Yeşil çayın sağlık için başka yararları daha var:

n Hücre ölümünü azaltıyor.
n Kalp krizi veya felç sonrası iyileşmeyi hızlandırıyor.
n Antioksidan içeriği yüksek; hücreleri serbest radikal denen kanser yapıcı kimyasallardan koruyor.
n 40 bin Japon erişkin üzerinde 11 yıl süren bir araştırma düzenli çay tüketiminin tüm hastalıklara bağlı ölüm nedenini azalttığını ortaya koydu.
(Kaynak: American Journal Clinical Nutrition, Journal Medicinal Foods)


Cildimize sahip çıkmanın zamanı geldi!

Biz kadınlar yıllardır aman cildimize zarar gelmesin diye en iyi markaların makyaj malzemelerini kullanmaya çalışıyoruz. Ekonomik kriz dönemlerinde bile makyaj malzemesi, parfüm harcamalarının çok etkilenmediğini bu işle uğraşan bir danışanımdan bizzat öğrendim. Peki, en iyi markaların içerdiği kimyasallar neler:
Cıva, kömür zifti, formaldehit. Bunların hepsi toksik ve kanserojenik; yani kanser yapıcı kimyasallar! Tamamen organik malzemeye henüz geçemedim, kendimi eleştirdiğim, yaptığım işe yakıştıramadığım konulardan biri de budur. Çocukken annemi yüzünde salatalık kabuklarıyla, balla çok gördüm, meğer doğrusunu yapıyormuş. Ev yapımı kozmetik işi annemden çok önceye eski Mısırlılara dayanıyor. Mücevher yapımında kullanılan malakit adlı madeni ezerek göz farı, is, hayvan yağı ve kurşunu karıştırıp sürme yaparlarmış. Ben de eskiye dönmeye başladım. İşte denediğim ve beğendiğim lezzetli bir yüz maskesi tarifi...


Kimyasal içermeyen yüz maskesi

Malzemeler:
n 1 yemek kaşığı bal
n 1 olgun avokado
Hazırlanışı:
n Avokadonun içini çıkarıp ezin.
n Balı da içine katıp iyice karıştırın.
n Yüze kalın bir maske şeklinde sürün.
n 15 dakika beklettikten sonra yıkayın.

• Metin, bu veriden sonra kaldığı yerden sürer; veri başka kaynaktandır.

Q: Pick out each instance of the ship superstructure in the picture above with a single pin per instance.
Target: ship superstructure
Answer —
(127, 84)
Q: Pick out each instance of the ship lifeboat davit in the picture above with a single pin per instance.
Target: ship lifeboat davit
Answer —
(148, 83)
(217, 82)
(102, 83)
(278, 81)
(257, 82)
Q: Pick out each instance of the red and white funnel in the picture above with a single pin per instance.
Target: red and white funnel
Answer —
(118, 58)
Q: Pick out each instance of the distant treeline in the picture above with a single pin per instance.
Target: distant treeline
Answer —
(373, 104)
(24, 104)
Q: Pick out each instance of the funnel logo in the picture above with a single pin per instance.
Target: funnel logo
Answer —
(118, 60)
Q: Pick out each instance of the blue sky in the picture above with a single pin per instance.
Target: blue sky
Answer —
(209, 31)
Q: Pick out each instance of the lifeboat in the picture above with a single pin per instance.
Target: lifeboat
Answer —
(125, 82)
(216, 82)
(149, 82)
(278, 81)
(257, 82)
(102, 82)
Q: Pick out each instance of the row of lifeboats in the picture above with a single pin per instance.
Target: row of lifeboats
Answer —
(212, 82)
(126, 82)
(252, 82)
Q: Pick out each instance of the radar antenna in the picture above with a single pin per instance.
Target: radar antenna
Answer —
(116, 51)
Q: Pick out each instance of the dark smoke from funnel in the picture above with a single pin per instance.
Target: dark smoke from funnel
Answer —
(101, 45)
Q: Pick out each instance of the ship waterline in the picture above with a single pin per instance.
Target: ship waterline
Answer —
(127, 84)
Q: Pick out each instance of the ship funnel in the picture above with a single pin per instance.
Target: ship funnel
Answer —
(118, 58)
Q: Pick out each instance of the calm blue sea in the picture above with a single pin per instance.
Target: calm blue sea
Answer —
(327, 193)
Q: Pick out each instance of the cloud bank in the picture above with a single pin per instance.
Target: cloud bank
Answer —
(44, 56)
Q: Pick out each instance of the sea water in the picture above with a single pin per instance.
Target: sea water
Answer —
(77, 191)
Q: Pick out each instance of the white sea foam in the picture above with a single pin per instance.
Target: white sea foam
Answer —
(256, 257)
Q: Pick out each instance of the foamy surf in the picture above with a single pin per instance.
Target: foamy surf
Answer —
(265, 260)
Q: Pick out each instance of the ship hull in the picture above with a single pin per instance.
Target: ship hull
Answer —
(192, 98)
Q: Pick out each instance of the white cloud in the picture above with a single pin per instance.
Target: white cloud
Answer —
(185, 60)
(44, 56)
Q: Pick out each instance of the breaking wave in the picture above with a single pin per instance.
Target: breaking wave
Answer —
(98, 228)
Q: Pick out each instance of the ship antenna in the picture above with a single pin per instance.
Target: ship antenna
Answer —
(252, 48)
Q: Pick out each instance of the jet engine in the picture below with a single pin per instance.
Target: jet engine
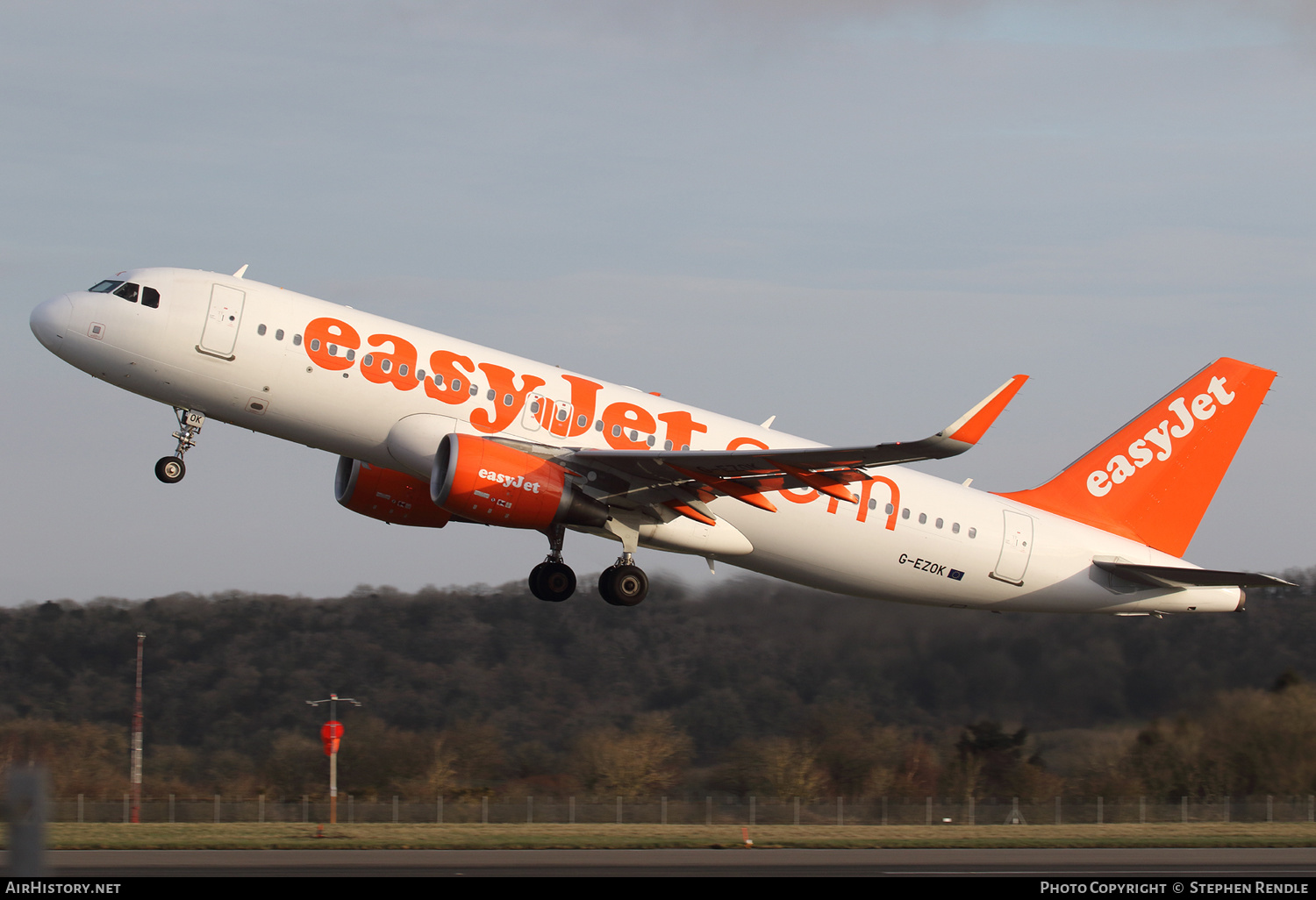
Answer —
(386, 495)
(490, 483)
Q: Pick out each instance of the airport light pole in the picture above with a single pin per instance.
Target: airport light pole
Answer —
(332, 734)
(136, 771)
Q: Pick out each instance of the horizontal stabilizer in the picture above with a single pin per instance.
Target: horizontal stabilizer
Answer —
(1179, 576)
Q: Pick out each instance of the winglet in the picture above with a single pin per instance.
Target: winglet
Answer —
(970, 426)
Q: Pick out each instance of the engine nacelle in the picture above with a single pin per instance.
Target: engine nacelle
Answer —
(386, 495)
(490, 483)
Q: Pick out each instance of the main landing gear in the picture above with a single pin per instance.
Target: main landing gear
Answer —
(553, 581)
(621, 584)
(624, 583)
(171, 468)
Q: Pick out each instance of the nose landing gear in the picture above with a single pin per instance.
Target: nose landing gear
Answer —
(553, 581)
(171, 468)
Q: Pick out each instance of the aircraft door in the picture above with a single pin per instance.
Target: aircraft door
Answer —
(1015, 547)
(221, 321)
(561, 421)
(533, 410)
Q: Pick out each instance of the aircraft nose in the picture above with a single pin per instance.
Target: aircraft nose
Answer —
(50, 320)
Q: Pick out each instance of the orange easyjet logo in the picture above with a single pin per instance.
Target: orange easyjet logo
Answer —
(1158, 442)
(334, 345)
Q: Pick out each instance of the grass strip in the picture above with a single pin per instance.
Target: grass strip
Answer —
(249, 836)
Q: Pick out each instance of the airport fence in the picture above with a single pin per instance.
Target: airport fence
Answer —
(697, 810)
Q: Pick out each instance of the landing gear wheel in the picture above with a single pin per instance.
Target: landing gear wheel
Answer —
(552, 582)
(623, 586)
(557, 582)
(536, 576)
(170, 470)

Yüzünüzün yumuşadığını ve parlaklaşığını göreceksiniz.



Kağıtta köfte

Malzemeler:
n 1 kg kıyma
n 1 su bardağı yulaf ezmesi
n 1 yemek kaşığı acı biber salçası
n 1 yemek kaşığı tatlı biber salçası
n 1 yumurta
n İstediğiniz baharatlar
n Çörek otu
Hazırlanışı:
n Malzemenin tümünü iyice yoğurun.
n Fırın tepsinize yağlı pişirme kağıdı serin.
n Malzemeyi bir cm. kalınlığını geçmeden üzerine iyice yayın.
n Üzerine çörek otu serpin.
n 170 derece fırında pişirin.

Bu köfteyi Antakya’nın ünlü kağıtta kebabından yola çıkarak hazırladım. İçine ekmek yerine yulaf ezmesi kullandığımdan çok daha lezzetli oldu. Çocuklar için şekilli silikon bir kapta da pişirilebilir. Kırmızı eti öğlen yemeyi tercih edin. Akşam geç saatte yenen et erişkinlerde sindirim sorunlarına yol açıyor.